Unfortunately, Briggs' biggest vocal influence overall is the deep-voiced not-much-fun-anymore David Bowie of the '80s. Hutch Walker imitates a younger and more palatable Bowie on 10 Speed's 10 Speed. His school day's insane, his work's down the drain, and unlike all the other glam revisionists I've tallied, his L.A.-based trio (with Soviet-born bassist) really kicks - it sounds like they drink a lot of coffee. Their interspersion of butch cock-rock growling with girly soul-food falsettos feels emotionally convincing, too, even though they're obviously joking.

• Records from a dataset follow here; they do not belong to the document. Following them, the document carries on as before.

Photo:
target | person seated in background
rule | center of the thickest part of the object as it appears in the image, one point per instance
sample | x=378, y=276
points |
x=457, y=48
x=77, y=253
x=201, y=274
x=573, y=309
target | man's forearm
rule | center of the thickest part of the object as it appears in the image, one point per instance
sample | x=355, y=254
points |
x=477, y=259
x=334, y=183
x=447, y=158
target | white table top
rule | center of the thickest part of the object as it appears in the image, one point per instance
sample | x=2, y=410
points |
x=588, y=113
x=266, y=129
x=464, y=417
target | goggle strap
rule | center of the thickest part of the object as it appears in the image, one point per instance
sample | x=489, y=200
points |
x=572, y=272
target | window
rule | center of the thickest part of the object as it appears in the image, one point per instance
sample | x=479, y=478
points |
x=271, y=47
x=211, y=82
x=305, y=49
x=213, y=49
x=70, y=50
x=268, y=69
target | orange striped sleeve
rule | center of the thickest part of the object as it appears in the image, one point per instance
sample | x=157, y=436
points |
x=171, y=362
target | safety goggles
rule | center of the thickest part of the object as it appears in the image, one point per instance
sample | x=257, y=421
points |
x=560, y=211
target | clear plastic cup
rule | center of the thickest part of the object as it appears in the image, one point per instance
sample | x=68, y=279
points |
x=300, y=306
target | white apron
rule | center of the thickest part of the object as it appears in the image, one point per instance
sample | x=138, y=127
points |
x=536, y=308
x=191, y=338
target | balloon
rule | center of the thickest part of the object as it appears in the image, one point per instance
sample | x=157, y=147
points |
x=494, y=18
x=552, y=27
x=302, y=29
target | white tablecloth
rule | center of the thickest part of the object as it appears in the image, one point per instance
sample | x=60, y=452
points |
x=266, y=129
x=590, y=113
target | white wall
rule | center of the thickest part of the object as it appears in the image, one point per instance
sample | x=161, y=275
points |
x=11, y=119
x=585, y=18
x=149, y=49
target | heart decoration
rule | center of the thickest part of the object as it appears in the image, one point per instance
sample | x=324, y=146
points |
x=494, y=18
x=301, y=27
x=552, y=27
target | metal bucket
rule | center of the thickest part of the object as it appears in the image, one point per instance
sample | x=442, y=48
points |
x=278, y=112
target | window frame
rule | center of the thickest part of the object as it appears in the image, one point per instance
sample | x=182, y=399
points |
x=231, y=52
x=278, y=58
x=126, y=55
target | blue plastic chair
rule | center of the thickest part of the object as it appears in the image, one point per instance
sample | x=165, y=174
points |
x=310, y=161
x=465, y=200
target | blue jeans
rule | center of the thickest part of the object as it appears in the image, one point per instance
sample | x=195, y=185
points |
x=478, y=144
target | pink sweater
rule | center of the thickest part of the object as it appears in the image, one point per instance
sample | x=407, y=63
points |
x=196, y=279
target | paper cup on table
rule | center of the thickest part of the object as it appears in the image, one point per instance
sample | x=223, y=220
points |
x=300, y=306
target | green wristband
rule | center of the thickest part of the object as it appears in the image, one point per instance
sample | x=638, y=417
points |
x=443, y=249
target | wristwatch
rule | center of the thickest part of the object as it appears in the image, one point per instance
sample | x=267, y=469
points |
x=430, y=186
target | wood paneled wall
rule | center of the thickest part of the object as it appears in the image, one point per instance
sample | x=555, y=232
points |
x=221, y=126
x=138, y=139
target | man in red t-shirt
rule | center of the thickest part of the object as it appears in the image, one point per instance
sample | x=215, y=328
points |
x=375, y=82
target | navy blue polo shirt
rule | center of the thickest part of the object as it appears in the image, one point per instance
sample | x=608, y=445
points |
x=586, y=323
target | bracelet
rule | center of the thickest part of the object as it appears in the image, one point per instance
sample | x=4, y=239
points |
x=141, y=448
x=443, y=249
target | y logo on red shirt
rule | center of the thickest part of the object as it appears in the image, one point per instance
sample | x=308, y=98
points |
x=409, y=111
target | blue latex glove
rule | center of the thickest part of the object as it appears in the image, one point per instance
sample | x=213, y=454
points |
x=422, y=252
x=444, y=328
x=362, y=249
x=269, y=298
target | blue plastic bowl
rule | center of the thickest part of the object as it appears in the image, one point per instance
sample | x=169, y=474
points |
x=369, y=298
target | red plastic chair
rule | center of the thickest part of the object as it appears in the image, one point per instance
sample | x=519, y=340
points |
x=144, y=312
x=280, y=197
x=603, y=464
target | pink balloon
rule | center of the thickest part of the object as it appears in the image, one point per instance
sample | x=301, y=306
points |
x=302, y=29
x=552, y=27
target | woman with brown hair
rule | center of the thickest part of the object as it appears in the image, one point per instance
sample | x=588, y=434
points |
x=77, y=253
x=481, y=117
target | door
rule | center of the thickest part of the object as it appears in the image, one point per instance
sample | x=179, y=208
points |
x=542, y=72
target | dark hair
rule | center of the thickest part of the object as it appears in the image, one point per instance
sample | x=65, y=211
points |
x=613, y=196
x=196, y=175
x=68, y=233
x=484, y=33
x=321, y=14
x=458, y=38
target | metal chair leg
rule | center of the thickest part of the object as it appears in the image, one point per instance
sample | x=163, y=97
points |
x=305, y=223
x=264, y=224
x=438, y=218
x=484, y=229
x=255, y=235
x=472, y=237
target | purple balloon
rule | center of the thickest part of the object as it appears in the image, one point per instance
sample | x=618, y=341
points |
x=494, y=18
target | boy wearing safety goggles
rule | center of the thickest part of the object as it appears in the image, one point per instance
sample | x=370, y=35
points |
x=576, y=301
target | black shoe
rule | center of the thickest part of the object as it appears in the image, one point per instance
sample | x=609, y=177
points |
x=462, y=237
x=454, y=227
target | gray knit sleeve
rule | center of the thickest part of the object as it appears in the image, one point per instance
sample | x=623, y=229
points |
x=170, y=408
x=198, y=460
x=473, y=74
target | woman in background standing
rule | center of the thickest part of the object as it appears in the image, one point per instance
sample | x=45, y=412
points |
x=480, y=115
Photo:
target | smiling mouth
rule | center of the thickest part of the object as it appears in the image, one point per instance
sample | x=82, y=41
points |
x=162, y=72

10 Speed's pinnacle is the gear-switching rocketman fantasy "Space Queen," which name-drops Barbarella and Gidget and Luke Skywalker; their funky number about suicidal psychopathic girlfriends makes for some righteously wired rock & roll hoochie-koo as well. Their 16th-note chunkachunka beats and radar riffs are straight off Urge Overkill's Saturation album from a few years back, and their circular logo flirts with U.O. plagiarism too. Between Marc Bolan threads and limited-edition red-leather bike-seat-cum-Marshall-amp CD sleeve, 10 Speed probably have 1998's most glam sense of fashion. They taste a bit too vanilla to match Urge Overkill's (much less Mott the Hoople's) songwriting skills, though. So in the long run, like all of these nuevo-glam platters, their shiny little disc sounds pretty good when it's on, but it's somewhat hard to care about it when it's not.